1

I have a data set that weighs 4GB compressed and more than 20GB uncompressed.

The file can be downloaded here.

I have tried several ways to load it and It have not been possible. There are similar questions in stackoverflow (question1, question2)

I tried what they suggest and I have the same problems that the questioner.

I have tried to change manually the extension of the file from .rar to .gz and read it from two ways and only a few rows but it doesn't work:

Code:

#First attemp
data <- read.table(gzfile("./data_in/song_log.gz"),header = F,sep=",",nrow=10)
data <- read.csv(gzfile("./data_in/song_log.gz"),header = F,sep=",",nrow=10)
data <- read.csv2(gzfile("./data_in/song_log.gz"),header = F,sep=",",nrow=10)

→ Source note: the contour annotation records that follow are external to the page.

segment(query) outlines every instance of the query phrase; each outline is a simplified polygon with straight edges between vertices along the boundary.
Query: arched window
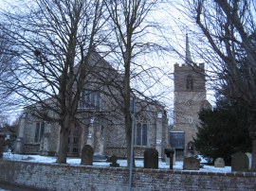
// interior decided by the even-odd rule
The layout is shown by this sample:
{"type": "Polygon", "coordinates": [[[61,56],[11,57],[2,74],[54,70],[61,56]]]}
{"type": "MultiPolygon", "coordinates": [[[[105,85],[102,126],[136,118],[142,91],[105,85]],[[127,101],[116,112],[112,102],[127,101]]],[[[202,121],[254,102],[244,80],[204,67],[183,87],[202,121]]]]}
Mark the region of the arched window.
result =
{"type": "Polygon", "coordinates": [[[187,90],[192,90],[192,89],[193,89],[192,77],[189,75],[187,77],[187,90]]]}

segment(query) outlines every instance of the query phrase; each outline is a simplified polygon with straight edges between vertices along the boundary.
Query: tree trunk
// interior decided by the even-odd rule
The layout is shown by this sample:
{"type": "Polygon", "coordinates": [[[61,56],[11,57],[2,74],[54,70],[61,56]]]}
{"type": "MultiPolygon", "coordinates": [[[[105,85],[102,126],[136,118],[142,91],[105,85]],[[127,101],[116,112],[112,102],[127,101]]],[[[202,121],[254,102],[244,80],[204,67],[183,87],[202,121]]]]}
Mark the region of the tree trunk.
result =
{"type": "Polygon", "coordinates": [[[130,113],[125,114],[125,138],[126,138],[126,154],[127,154],[127,167],[130,166],[131,157],[131,141],[132,141],[132,123],[130,113]]]}
{"type": "Polygon", "coordinates": [[[71,124],[71,119],[68,116],[64,117],[61,125],[59,151],[56,163],[66,164],[67,147],[68,147],[68,129],[71,124]]]}
{"type": "Polygon", "coordinates": [[[251,153],[251,170],[256,171],[256,139],[252,140],[252,153],[251,153]]]}
{"type": "Polygon", "coordinates": [[[256,171],[256,112],[248,111],[248,132],[252,141],[251,170],[256,171]]]}
{"type": "Polygon", "coordinates": [[[61,127],[57,164],[66,164],[68,130],[64,126],[61,127]]]}

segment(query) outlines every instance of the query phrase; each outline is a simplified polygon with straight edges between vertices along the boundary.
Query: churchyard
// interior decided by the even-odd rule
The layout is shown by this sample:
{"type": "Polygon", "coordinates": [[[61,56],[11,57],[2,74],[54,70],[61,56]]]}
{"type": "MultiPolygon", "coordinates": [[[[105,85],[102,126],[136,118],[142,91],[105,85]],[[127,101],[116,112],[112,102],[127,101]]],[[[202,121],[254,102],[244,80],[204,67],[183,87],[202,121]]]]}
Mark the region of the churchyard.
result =
{"type": "MultiPolygon", "coordinates": [[[[232,165],[222,159],[214,165],[195,157],[184,161],[158,160],[155,150],[146,150],[144,159],[136,160],[133,190],[253,190],[256,173],[249,172],[247,155],[233,156],[232,165]]],[[[0,182],[46,190],[125,190],[129,170],[127,161],[113,155],[102,158],[86,146],[81,158],[68,158],[66,165],[56,157],[4,153],[0,161],[0,182]]]]}

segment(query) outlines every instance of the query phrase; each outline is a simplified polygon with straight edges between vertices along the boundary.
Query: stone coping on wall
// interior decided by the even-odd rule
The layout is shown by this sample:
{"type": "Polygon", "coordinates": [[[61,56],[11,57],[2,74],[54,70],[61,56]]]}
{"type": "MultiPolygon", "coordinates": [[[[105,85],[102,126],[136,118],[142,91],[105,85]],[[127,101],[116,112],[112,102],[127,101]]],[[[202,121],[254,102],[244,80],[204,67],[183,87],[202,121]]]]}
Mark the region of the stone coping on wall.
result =
{"type": "MultiPolygon", "coordinates": [[[[70,164],[47,164],[47,163],[33,163],[27,161],[11,161],[11,160],[3,160],[0,159],[0,165],[7,163],[13,164],[27,164],[31,165],[48,165],[48,166],[60,166],[67,168],[83,168],[83,169],[96,169],[102,171],[116,171],[116,172],[127,172],[129,171],[128,167],[111,167],[111,166],[95,166],[95,165],[70,165],[70,164]]],[[[167,174],[183,174],[183,175],[207,175],[207,176],[229,176],[229,177],[251,177],[256,178],[256,172],[201,172],[199,170],[172,170],[172,169],[153,169],[153,168],[142,168],[136,167],[133,168],[133,172],[141,172],[141,173],[167,173],[167,174]]]]}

#Triying with "ff" package

library("ff")
data <- ff::read.csv.ffdf(gzfile("./data_in/song_log.gz"),header = F,sep=",",nrow=10)
Error in read.table.ffdf(FUN = "read.csv", ...) : 
  only ffdf objects can be used for appending (and skipping the first.row chunk)

Any suggestion for this case?

Thanks in advance

Community
  • 1
  • 1
Henry Navarro
  • 943
  • 8
  • 34

1 Answers1

1
devtools::install_github("jimhester/archive") # mind the install guidelines at https://github.com/jimhester/archive/blob/master/configure#L64-L72
library(archive)

con <- archive_read("~/Data/song_log.rar")

readLines(con, 3)
## [1] "hora;userId;songId;generoId;deviceId;trendingSong" "18-12-2016 00:00:25;27103;231990117;23;1_27103;0" 
## [3] "18-12-2016 00:02:00;74637;241781021;24;1_74637;0" 

You can use anything that can take in an R connection object.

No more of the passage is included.